Lesbian, gay, and bisexual (LGB) young people feel they are less supported by their families than do their straight peers, new research shows.
Despite improvements over the last decades in how society sees LGBTIQ people, queer youth reported the same or less support from their parents since 1998, according to the Canadian study.
In contrast, young people in general reported better parental and family relationships over the same period.
The study asked high school–aged adolescents about how they viewed their connectedness with family, over a period of 15 years.
“Parental support and family connectedness are key factors in supporting health and well-being in adolescents, especially sexual-minority youth,” wrote study author Hilary Rose from Concordia University.
She said that gay and bisexual young people are more at risk of being bullied at school, an example of a situation where parental support can be crucial.
The study found a particular drop over time in the support that bisexual and lesbian youth perceived from their mothers.
Gay boys reported poorer relationships with their fathers over the same period.
“Our study does not have data to address why LGB youth might see their families as less supportive than heterosexual youth do,” Rose wrote.
“We can, however, speculate.
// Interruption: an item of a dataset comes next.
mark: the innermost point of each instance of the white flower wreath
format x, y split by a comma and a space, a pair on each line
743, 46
LGBT youth are coming out at earlier ages now than in the past.
“For example, parents of a tween who comes out might be more upset than if they had an adult child in their 20s or 30s who comes out.”
Rose suggested that the legalisation of same-sex marriage in Canada in 2005 had led many to assume LGBTIQ people now had equal rights.
“Our research, however, shows that these equal rights have not trickled down to LGBTQ+ youth, whether at school or within their families,” she wrote.
Rose noted that the increased visibility of diverse sexualities in the media could be a “two-edged sword”, providing young people with positive role models but potentially leading parents to worry more about their children.
She recommended tailored parenting programs to help parents accept their children.
PFLAG+ is the largest community support organisation for families and friends of LGBTIQ people, with branches around the world, including Australia.
According to PFLAG+, on average, every extended family has a queer member, with research suggesting around 10% of young people are lesbian, gay, or bisexual.